Durante la amarga tarde de su expulsión, Silvio Berlusconi decidió no acudir al Senado. Nada de extraño. Durante la actual legislatura, las veces que el viejo líder ha acudido al palacio Madama se pueden contar con la mitad de los dedos de una mano. Y una de ellas fue el pasado 2 de octubre, justo el día que el primer ministro Enrico Letta supo ganarle un órdago histórico, provocando una división entre las filas del Pueblo de la Libertad (PDL) que se materializaría pocas semanas después con la traición de su hasta entonces delfín, Angelino Alfano, al frente de un buen grupo de diputados y senadores. Aquel día Berlusconi perdió el veneno. Ahora —con su expulsión del Senado— ha perdido hasta el aguijón. Ya no será más senador y tampoco podrá conservar el título de «Cavaliere dell’Ordine al Merito del Lavoro» —concedido en 1977 por la presidencia de la República—, pero sobre todo ya no tendrá la protección de su condición de parlamentario. A partir de ahora, si alguien, de madrugada, toca a la puerta del palacio Grazioli o de la villa de Arcore tal vez no sea el lechero.
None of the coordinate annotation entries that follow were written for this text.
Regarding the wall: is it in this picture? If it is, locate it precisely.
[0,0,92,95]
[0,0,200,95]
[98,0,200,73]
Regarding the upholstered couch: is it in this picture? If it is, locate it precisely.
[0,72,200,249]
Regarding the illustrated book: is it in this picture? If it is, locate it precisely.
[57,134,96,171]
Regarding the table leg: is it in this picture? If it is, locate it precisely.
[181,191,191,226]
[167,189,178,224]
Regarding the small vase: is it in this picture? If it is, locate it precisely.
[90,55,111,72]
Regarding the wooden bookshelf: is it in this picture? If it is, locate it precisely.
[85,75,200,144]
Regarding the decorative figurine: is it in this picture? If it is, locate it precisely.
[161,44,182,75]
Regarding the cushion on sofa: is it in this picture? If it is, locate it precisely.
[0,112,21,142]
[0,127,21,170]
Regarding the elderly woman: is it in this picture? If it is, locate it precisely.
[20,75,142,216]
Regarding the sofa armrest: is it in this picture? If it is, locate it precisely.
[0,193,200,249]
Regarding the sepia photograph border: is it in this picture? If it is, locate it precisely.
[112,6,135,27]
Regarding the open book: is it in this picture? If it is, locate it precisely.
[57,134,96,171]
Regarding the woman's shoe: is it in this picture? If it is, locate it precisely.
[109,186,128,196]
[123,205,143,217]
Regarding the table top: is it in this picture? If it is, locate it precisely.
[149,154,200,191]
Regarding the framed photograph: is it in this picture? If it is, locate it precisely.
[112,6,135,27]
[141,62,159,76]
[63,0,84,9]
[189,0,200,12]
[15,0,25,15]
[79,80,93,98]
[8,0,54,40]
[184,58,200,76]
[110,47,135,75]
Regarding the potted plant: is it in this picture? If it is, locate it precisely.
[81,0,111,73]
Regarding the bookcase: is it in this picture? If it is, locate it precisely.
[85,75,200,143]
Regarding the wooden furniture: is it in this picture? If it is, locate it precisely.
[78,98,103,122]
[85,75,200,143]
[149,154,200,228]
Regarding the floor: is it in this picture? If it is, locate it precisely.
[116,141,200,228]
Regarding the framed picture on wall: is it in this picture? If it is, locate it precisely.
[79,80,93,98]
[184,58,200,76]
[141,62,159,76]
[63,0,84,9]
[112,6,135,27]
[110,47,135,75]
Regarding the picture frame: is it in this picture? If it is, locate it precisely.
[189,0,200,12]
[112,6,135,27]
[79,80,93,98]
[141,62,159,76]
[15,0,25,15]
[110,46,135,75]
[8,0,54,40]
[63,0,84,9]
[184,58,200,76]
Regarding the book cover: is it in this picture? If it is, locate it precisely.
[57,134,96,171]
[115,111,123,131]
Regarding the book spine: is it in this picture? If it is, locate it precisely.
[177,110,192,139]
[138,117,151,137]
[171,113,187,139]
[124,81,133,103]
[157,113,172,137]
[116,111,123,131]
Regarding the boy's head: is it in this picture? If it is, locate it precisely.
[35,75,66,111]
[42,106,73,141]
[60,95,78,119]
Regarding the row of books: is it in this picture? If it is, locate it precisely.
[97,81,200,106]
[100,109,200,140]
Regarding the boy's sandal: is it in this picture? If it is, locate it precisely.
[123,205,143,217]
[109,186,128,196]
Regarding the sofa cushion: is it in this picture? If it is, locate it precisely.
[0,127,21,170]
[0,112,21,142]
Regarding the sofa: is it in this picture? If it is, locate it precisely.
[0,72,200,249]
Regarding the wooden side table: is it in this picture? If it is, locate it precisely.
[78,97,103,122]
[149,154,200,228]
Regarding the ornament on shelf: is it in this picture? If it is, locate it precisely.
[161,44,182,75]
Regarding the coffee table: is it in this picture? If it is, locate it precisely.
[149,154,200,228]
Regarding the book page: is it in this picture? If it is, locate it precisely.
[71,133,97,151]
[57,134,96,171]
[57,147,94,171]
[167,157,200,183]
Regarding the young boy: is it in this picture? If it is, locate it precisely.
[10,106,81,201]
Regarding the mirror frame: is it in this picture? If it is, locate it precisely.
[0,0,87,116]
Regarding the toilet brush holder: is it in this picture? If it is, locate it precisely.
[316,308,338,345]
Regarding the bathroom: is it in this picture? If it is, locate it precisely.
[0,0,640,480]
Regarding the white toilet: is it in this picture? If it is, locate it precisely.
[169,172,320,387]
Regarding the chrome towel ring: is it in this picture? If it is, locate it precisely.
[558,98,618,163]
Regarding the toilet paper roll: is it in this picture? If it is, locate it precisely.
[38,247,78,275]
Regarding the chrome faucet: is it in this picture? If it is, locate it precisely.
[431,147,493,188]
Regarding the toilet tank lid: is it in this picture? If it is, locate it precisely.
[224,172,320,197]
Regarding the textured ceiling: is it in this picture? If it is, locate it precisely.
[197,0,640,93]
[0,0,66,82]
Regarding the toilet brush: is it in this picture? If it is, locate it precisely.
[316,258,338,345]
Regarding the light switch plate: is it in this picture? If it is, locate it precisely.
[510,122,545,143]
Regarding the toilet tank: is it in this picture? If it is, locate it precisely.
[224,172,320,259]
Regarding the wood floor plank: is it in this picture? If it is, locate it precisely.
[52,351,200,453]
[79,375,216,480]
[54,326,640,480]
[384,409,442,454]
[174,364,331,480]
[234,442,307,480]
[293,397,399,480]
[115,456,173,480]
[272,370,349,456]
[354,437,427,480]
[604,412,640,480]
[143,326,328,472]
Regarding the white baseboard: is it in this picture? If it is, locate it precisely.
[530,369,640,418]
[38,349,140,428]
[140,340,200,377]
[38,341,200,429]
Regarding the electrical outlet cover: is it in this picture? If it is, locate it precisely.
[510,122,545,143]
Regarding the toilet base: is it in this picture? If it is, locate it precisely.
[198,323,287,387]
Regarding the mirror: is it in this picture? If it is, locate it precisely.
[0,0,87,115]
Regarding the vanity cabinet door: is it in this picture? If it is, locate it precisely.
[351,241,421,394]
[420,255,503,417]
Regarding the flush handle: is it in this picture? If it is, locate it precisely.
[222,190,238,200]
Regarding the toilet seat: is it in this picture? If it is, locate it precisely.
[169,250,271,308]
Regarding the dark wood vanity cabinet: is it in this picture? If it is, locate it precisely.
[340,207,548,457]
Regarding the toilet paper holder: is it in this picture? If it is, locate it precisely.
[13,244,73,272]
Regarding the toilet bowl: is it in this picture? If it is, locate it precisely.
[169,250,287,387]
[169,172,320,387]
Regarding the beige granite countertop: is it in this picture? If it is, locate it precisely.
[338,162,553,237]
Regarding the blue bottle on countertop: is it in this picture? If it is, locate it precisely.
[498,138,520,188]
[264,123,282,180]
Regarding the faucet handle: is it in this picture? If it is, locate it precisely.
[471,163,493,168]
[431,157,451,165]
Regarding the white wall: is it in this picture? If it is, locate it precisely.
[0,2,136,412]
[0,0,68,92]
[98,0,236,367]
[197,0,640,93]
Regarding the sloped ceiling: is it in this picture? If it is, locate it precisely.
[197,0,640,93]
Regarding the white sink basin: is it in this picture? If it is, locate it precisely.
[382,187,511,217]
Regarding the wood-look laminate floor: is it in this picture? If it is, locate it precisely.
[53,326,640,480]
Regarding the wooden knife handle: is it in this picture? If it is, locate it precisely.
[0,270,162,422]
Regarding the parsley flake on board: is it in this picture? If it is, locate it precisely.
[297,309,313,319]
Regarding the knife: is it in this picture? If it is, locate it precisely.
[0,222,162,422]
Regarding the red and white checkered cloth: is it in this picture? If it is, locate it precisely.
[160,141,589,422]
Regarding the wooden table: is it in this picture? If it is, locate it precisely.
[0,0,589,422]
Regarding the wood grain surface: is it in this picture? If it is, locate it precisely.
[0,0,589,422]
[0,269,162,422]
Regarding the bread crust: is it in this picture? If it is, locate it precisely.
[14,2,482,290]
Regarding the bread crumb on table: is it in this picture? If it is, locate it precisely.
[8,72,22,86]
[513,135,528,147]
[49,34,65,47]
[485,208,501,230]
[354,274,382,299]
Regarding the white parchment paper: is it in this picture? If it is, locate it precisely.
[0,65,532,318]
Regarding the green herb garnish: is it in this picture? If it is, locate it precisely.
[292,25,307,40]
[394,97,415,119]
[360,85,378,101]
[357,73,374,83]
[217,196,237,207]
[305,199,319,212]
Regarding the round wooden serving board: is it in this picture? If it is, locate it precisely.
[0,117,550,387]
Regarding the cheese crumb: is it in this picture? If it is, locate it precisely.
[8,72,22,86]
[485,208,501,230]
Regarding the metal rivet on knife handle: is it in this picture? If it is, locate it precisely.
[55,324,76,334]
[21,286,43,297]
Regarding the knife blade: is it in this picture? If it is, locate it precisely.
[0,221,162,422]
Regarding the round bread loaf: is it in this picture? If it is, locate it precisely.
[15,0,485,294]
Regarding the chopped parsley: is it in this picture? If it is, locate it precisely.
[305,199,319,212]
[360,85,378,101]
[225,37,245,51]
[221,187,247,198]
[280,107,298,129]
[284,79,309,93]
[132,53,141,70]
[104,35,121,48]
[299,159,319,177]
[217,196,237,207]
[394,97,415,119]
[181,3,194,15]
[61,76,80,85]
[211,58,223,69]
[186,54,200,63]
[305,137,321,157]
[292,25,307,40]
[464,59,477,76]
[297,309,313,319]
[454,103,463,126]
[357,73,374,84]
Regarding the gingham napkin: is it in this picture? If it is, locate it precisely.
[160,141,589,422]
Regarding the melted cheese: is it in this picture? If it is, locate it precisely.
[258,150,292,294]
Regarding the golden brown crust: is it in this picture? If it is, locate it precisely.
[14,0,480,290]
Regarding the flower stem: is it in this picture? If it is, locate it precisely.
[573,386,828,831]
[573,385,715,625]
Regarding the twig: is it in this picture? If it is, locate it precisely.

Y ese es un miedo que atenaza a Berlusconi, que en las últimas semanas ha intentado —primero por lo civil y después por lo criminal— obtener una amnistía por parte del presidente de la República, Giorgio Napolitano, quien el pasado domingo eliminó mediante una nota de prensa tal esperanza. Solo le quedaban, por tanto, dos lejanas posibilidades de salir con vida del embate. La primera era que sus senadores —al margen del luto por la democracia y las invectivas contra Napolitano— lograran convencer al resto del Senado de que la ley Severino —aprobada el pasado año por el gobierno técnico de Mario Monti— no se pudiese aplicar con carácter retroactivo. La segunda esperanza —una vez fracasada la primera— es que el voto sobre la expulsión del jefe Berlusconi fuese secreto. ¿Qué pretendían lograr así? ¿Tal vez que algún despiste bien remunerado a la hora de darle al botón del voto? Nunca se sabrá. Los 194 diputados del Partido Democrático (PD), Movimiento 5 Estrellas (M5S) y Elección Cívica (SC) se impusieron a los 114 del centroderecha y la Liga Norte. Silvio Berlusconi ya no es senador. La culpa no la tienen las fuerzas del mal ni la falta de votos. Simplemente esa irrefrenable tendencia suya a delinquir.